The Business Case for Medical Interpretation is Difficult to Make

In spite of the Foundation’s urging at the inception of the demonstration, most HJ sites had not developed a business case to sustain their interventions by the close of the demonstration. A few sites attempted but did not succeed in producing data to suggest that there were cost offsets related to medical interpretation. Most health care institutions that retained their interpreter programs at the end of the demonstration simply absorbed the ongoing operating costs. In the end, as suggested by health care CEO and CFOs with whom we spoke, a quality of care or risk management argument may be more feasible and successful in spurring health care providers and purchasers to provide language access services than an argument based on cost offsets.

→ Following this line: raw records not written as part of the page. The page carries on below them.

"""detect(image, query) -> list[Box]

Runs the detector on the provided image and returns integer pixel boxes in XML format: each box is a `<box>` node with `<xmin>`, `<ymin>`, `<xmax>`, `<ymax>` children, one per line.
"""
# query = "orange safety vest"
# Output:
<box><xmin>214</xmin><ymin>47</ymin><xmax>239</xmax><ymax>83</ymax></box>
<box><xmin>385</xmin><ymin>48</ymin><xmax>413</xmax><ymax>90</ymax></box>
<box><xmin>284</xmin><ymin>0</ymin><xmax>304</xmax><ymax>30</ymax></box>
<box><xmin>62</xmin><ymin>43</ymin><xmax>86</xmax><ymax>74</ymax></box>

Although HJ projects faced a number of barriers, their experience also suggests that there are a number of facilitators that can enhance the success of future efforts. Using the words of the project staff, administrators, and community stakeholders with whom we spoke, some of the lessons learned include the following:

  • Health care organizations are hierarchical, therefore it is important to have active, vocal support at the highest levels of medical and administrative leadership in the organization;

  • If there is little motivation for the issue of language access, it is important to connect it to one of the driving issues of the organization (e.g., patient safety, quality of care), to help gain momentum for the project;

  • Projects that succeed involve good planning—taking time to consider all of the options rather than adopting a one size fits all model;

  • Assuming that problems will arise in implementation of any innovation, projects that adopt a systematic approach to problem identification and trouble shooting are able to keep the project from being derailed;

  • Prioritizing staff time devoted to efforts related to critical success factors is associated with smoother implementation;

  • The local Latino community could become either a facilitator or a barrier to implementation; it is important that health care organizations collaborate with the local community rather than implement their own solutions without consultation;

  • The most successful projects have leaders on the ground who have a vision for what they want to accomplish along with substantial business and interpersonal skills;

  • Programs that are sustainable are those that are integrated into the normal operations and workflow of an organization from the outset—not grafted on as special projects; and

  • Training was critical to implementation of language access services; if training is not a part of the mission of the organization, partnering with an experienced training organization is important.

CONCLUSION

The HJ national demonstration provides health care organizations many valuable lessons regarding the provision or enhancement of language access services. First, there are a variety of creative models that can be employed to develop, enhance, and sustain language access services. Second, there are considerable operating costs to consider and the scale of implementation is the main cost driver. The ultimate costs and benefits of these language service programs depend on how they are implemented. The most common lesson drawn from the evaluation was the extent to which the HJ sites underestimated the difficulty of changing the culture of health care organizations, and the lack of attention they paid to the role that physicians play (or could have played) in the adoption of innovative language services. Other challenges to be resolved are the need for benchmarks and tools to measure the proficiency of interpreters, and the creation of a sustainable market environment for professional, college-level interpreter educational programs.

Implementing innovative programs in health care organizations takes resources, leadership, and implementation strategies. We hope the lessons learned from the HJ evaluation will be useful to policymakers and health care providers across the country as they take steps to overcome language barriers to serve a growing and dispersed immigrant population.